Thursday, March 31, 2011

Keep that kindle busy

Crime writer Ian Rankin shares his five favorite literary crime novels, from James Hogg’s masterpiece to Ruth Rendell. Rankin’s new novel, The Complaints, is out now.

Article - Rankin Crimes

Memoirs and Confessions of a Justified Sinner
By James Hogg

This book has been haunting me since student days. It has been an influence on Scottish literature and certainly on my own Inspector Rebus stories. Set in pre-Enlightenment Scotland it concerns a young religious zealot called Robert Wringhim. Convinced by his preacher guardian that he is a member of “the elect,” Wringhim then meets a charismatic stranger by the name of Gil-Martin who convinces him that they should dispatch anyone who has strayed from the path of righteousness. But who is Gil-Martin really? Is he the Devil, or a figment of the anti-hero’s fevered imagination? Very little is what it seems in this complex novel. Nemesis seems to be coming in the shape of two unlikely female detectives, but the fates have other plans for Wringhim. A psychological horror story, this also works as a novel of stalking, grooming, and serial killing.

Bleak House
By Charles Dickens

Dickens spins a yarn crammed with mysteries, unexplained deaths, blackmail plots, and courtroom drama. There’s also plenty of satire and a serious exploration of the ties that bind us all together. The main mystery concerns the parentage of Esther Summerson.

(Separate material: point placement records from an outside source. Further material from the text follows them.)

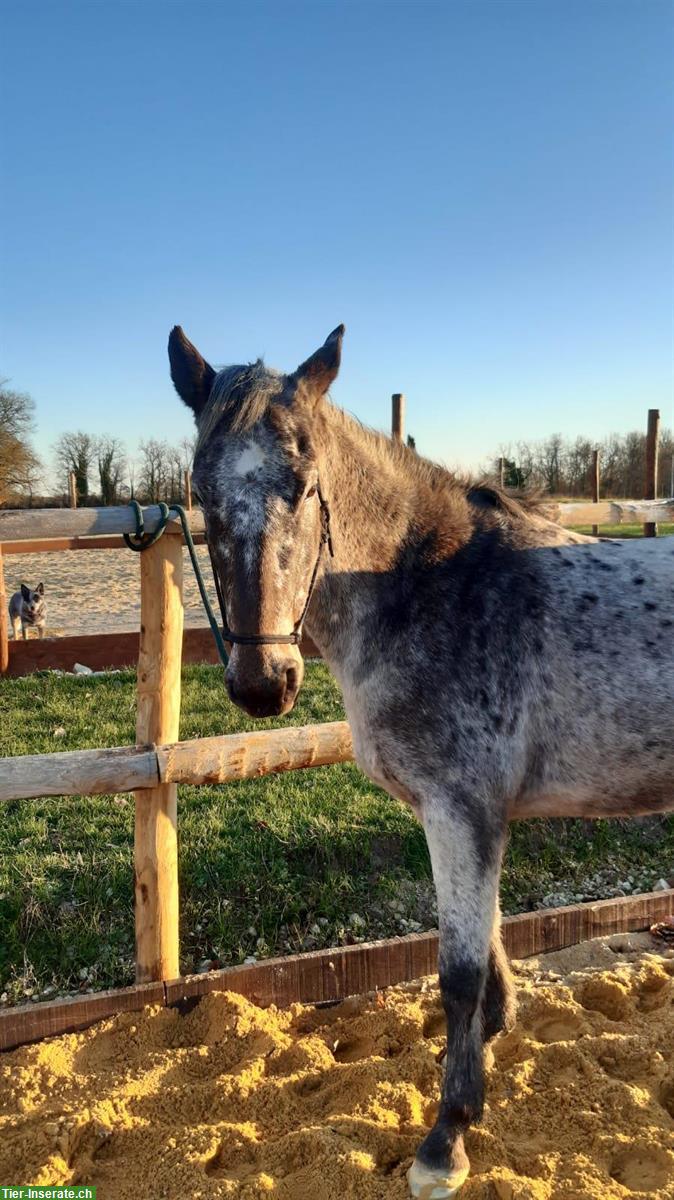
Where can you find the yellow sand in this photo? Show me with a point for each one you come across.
(234, 1101)
(98, 591)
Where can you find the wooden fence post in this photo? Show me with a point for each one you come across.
(397, 417)
(4, 635)
(157, 721)
(595, 485)
(653, 438)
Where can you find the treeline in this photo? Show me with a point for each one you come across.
(565, 466)
(104, 472)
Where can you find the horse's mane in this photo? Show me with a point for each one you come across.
(242, 395)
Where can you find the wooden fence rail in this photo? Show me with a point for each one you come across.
(220, 760)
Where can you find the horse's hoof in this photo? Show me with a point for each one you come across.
(428, 1185)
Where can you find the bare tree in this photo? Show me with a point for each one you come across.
(563, 467)
(76, 453)
(19, 466)
(110, 459)
(154, 474)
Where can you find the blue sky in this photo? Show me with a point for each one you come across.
(482, 191)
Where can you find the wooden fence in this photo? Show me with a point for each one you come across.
(158, 762)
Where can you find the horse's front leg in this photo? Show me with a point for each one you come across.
(465, 855)
(498, 1002)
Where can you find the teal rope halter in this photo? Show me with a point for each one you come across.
(142, 540)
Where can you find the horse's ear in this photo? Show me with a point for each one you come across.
(192, 376)
(320, 370)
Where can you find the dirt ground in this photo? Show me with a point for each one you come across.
(329, 1104)
(97, 591)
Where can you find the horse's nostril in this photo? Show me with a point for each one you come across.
(290, 681)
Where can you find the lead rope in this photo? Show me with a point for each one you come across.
(142, 540)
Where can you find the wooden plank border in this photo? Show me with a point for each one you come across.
(334, 973)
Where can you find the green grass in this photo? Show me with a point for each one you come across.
(290, 862)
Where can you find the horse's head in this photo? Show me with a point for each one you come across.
(257, 477)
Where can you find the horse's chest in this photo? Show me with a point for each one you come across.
(372, 745)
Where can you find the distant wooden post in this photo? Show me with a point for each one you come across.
(157, 721)
(397, 417)
(595, 485)
(4, 635)
(653, 441)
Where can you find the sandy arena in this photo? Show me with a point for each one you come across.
(307, 1104)
(97, 591)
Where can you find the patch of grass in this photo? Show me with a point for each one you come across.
(290, 862)
(663, 531)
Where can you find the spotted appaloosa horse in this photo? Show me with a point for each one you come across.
(493, 665)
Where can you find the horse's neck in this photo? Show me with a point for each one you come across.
(380, 505)
(373, 499)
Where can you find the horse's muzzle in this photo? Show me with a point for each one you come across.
(266, 696)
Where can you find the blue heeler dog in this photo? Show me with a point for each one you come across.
(28, 607)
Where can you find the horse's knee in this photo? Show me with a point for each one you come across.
(498, 1002)
(461, 985)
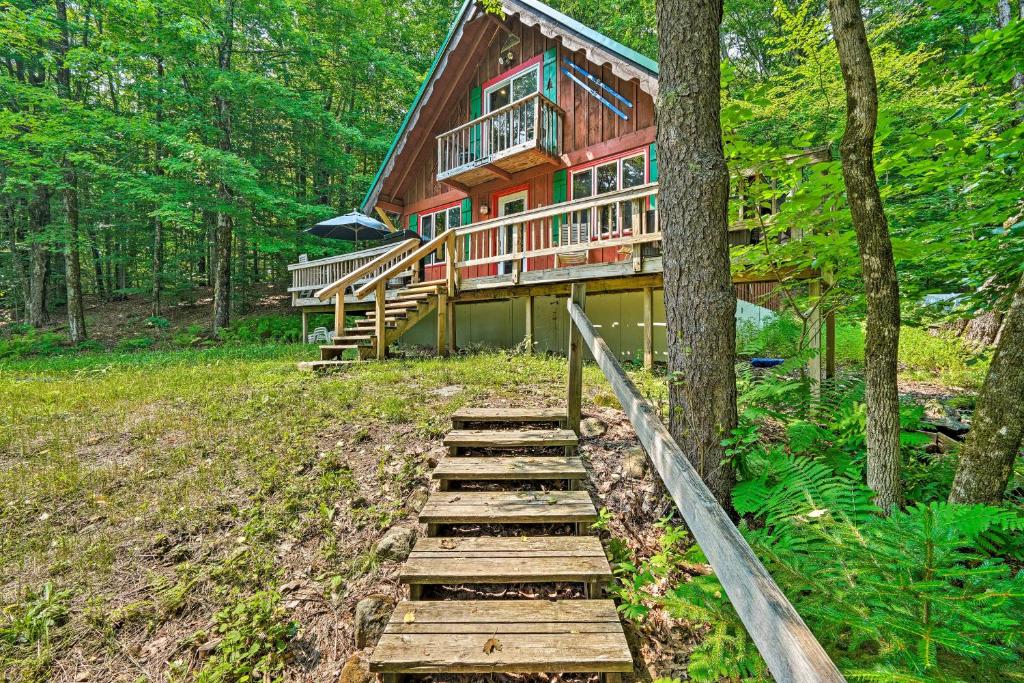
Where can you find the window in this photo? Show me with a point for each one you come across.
(434, 223)
(516, 125)
(604, 221)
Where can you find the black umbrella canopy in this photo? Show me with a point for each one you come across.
(352, 227)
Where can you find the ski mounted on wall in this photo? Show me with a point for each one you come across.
(598, 82)
(594, 93)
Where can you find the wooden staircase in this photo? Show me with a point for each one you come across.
(487, 489)
(359, 342)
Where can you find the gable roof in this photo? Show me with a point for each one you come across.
(625, 62)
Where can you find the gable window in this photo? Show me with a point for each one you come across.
(514, 125)
(610, 219)
(436, 222)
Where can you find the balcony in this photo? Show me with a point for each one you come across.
(517, 136)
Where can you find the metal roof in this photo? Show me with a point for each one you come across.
(569, 25)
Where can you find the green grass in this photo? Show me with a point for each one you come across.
(152, 491)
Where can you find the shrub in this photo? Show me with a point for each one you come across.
(254, 638)
(941, 355)
(135, 343)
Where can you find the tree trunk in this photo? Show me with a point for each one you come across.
(158, 170)
(39, 218)
(222, 275)
(878, 265)
(699, 300)
(73, 259)
(997, 428)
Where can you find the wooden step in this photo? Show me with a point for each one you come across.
(519, 415)
(464, 468)
(498, 438)
(502, 636)
(506, 560)
(508, 507)
(320, 366)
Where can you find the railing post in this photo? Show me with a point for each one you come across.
(381, 328)
(452, 258)
(339, 313)
(578, 296)
(516, 250)
(648, 327)
(441, 325)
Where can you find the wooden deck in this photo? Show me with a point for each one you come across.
(429, 636)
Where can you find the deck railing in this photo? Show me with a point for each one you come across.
(530, 122)
(312, 275)
(560, 235)
(788, 647)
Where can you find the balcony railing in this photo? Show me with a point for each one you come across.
(518, 135)
(309, 276)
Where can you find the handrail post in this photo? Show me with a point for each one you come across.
(339, 314)
(381, 328)
(578, 296)
(451, 261)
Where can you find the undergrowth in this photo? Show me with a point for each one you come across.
(934, 592)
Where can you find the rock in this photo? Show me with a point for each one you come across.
(356, 670)
(418, 499)
(371, 616)
(635, 462)
(396, 544)
(592, 428)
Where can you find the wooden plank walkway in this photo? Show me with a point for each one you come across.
(506, 636)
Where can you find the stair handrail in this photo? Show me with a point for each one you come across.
(788, 647)
(341, 284)
(404, 263)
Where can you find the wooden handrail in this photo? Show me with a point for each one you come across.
(502, 110)
(413, 258)
(788, 647)
(340, 285)
(649, 189)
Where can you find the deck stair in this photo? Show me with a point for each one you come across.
(402, 311)
(510, 636)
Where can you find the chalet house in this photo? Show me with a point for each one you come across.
(526, 162)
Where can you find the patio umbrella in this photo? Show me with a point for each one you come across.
(351, 227)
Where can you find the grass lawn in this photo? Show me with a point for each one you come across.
(184, 515)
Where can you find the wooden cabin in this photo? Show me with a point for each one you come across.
(527, 162)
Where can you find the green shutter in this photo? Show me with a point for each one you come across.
(653, 172)
(475, 109)
(551, 75)
(558, 194)
(467, 218)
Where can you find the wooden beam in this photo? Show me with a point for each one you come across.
(499, 171)
(451, 327)
(442, 325)
(380, 328)
(786, 644)
(529, 325)
(339, 314)
(648, 327)
(455, 184)
(392, 206)
(578, 299)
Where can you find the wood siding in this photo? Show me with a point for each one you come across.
(590, 131)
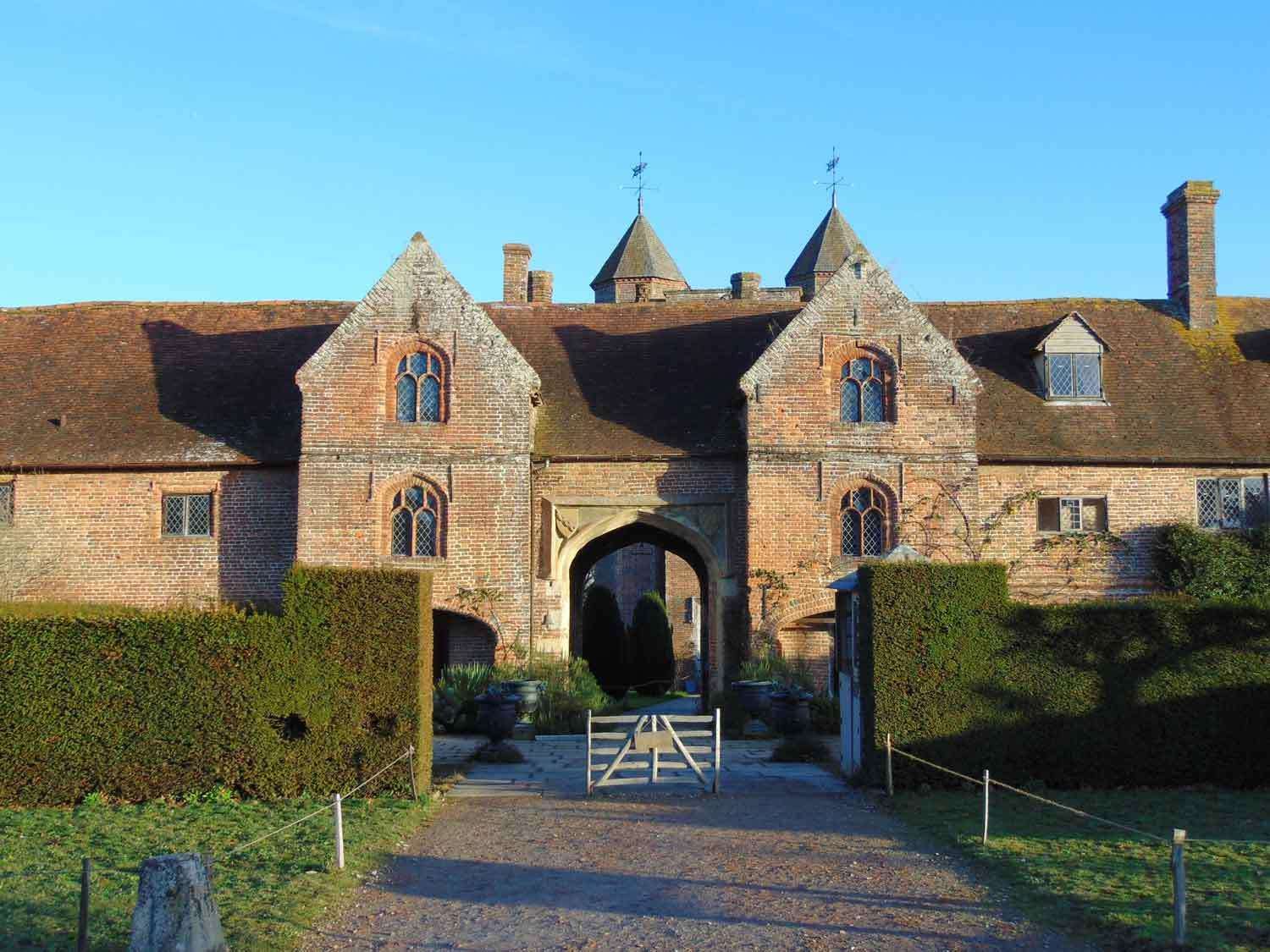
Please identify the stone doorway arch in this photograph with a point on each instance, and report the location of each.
(596, 540)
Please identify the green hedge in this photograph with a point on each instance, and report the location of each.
(141, 706)
(1153, 692)
(1213, 564)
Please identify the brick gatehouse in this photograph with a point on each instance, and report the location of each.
(163, 454)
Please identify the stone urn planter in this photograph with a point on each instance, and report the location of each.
(756, 697)
(495, 715)
(530, 693)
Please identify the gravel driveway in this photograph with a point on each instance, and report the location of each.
(673, 872)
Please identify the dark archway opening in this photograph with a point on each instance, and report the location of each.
(687, 604)
(460, 639)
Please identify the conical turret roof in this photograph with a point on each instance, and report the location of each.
(639, 254)
(827, 249)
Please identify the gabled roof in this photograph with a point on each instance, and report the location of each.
(639, 254)
(1074, 317)
(1173, 395)
(827, 249)
(159, 383)
(640, 380)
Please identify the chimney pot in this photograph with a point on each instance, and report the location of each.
(540, 287)
(744, 284)
(1190, 233)
(516, 273)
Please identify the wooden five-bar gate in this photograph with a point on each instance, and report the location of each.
(627, 749)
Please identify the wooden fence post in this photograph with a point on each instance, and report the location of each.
(985, 807)
(718, 746)
(340, 834)
(1179, 865)
(891, 784)
(588, 751)
(86, 883)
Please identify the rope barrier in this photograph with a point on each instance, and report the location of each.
(323, 809)
(1025, 794)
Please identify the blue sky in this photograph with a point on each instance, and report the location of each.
(289, 149)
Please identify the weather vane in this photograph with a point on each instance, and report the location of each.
(831, 168)
(639, 187)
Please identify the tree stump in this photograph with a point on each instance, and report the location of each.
(175, 911)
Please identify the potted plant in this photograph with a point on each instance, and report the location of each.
(495, 715)
(530, 693)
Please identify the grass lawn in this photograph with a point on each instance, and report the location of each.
(1095, 880)
(267, 894)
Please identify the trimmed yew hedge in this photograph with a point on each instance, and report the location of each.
(172, 703)
(1152, 692)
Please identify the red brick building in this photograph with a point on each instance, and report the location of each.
(759, 442)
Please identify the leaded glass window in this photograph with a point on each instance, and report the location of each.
(1231, 503)
(416, 523)
(1076, 376)
(1072, 515)
(187, 515)
(864, 391)
(864, 522)
(419, 390)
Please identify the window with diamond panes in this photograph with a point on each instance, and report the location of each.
(418, 388)
(187, 515)
(864, 522)
(1234, 503)
(864, 391)
(1074, 375)
(416, 523)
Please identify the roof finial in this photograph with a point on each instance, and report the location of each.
(835, 179)
(638, 174)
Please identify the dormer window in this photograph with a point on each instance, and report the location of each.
(1074, 376)
(1069, 360)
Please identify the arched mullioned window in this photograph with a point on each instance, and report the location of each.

A lawyer called Tulkinghorn may hold the answers, but there’s also a landlord with the all-too-apt name of Krook, a mysterious tenant called Nemo, and the enigmatic Lady Dedlock. Spinning a web to trap all of them is the extraordinary figure of Inspector Bucket. Bucket owes something to a real-life French detective of the period, Vidocq. Vidocq was a master of disguise and intuition, a man who seemed to appear from nowhere and know everyone’s innermost secrets and desires. He is, then, the template for many fictional detectives to come.

The Driver’s Seat
By Muriel Spark

When I wrote my first Inspector Rebus novel, I was supposed to be studying towards a PhD in the novels of Muriel Spark. This incredibly slim, satisfying, and surreal slice of modern gothic is my favorite of hers. Lise is a woman from northern Europe, who decides on a holiday in the south. We first meet her as the assistant in a boutique tries (without success) to sell her a non-stain dress. Lise, it transpires, is a “victim” looking for someone to end her life. She wants the fleeting fame that comes with a shocking murder. On her travels, she hopes she will meet the right man. But is she then the victim, or is she in the driving seat? The clever, subversive Spark takes the reader down a gentle but inevitable slope towards hell. Is our fate pre-ordained? How much free will do we have? Like Graham Greene before her, Spark, a convert to Catholicism, wants her readers to ponder the big questions.

The Name of the Rose
By Umberto Eco

Eco’s brilliant deconstruction of the traditional crime novel wasn’t actually published in English until 1983 (in a superb translation by William Weaver), but literature students knew it was coming. Some us wondered if the literary theorist’s first novel might turn out to be a bit dry, a bit too serious. We shouldn’t have worried. The Name of the Rose is a playful homage to Conan Doyle, Edgar Allan Poe, Agatha Christie and many others. It also manages to be an engrossing mystery in its own right and a fascinating historical re-enactment. The action takes place in a Benedictine monastery in northern Italy. The year is 1327 and a Franciscan friar by the name of William of Baskerville arrives with a young novice called Adso. They are there for spirited debate, but a series of gruesome murders takes place and William must use his intellect, learning and intuition in order to solve the crime.

Live Flesh
By Ruth Rendell

In truth, I could have chosen any one of Ruth Rendell’s many novels, but this was the first I read. I had just left university and moved to London with the mad scheme of becoming a full-time novelist. Rendell remains the crime writer’s crime writer, never content merely to hoodwink the reader with red herrings. Often she dispenses with the “whodunit” element early on, because her real interest is in human motive and the aspects of society which make criminal behaviour possible (and sometimes inevitable). Live Flesh concerns an ex-con whose life seems to have been a series of accidents and wrong turns. Can he exert any control at all over events, or is each step of his journey pre-determined? It is a question many of the other writers in this list have wrestled with. The best crime writers have always explored not only our deepest natures but the nature of society itself. I think that’s why so many of us keep reading crime fiction.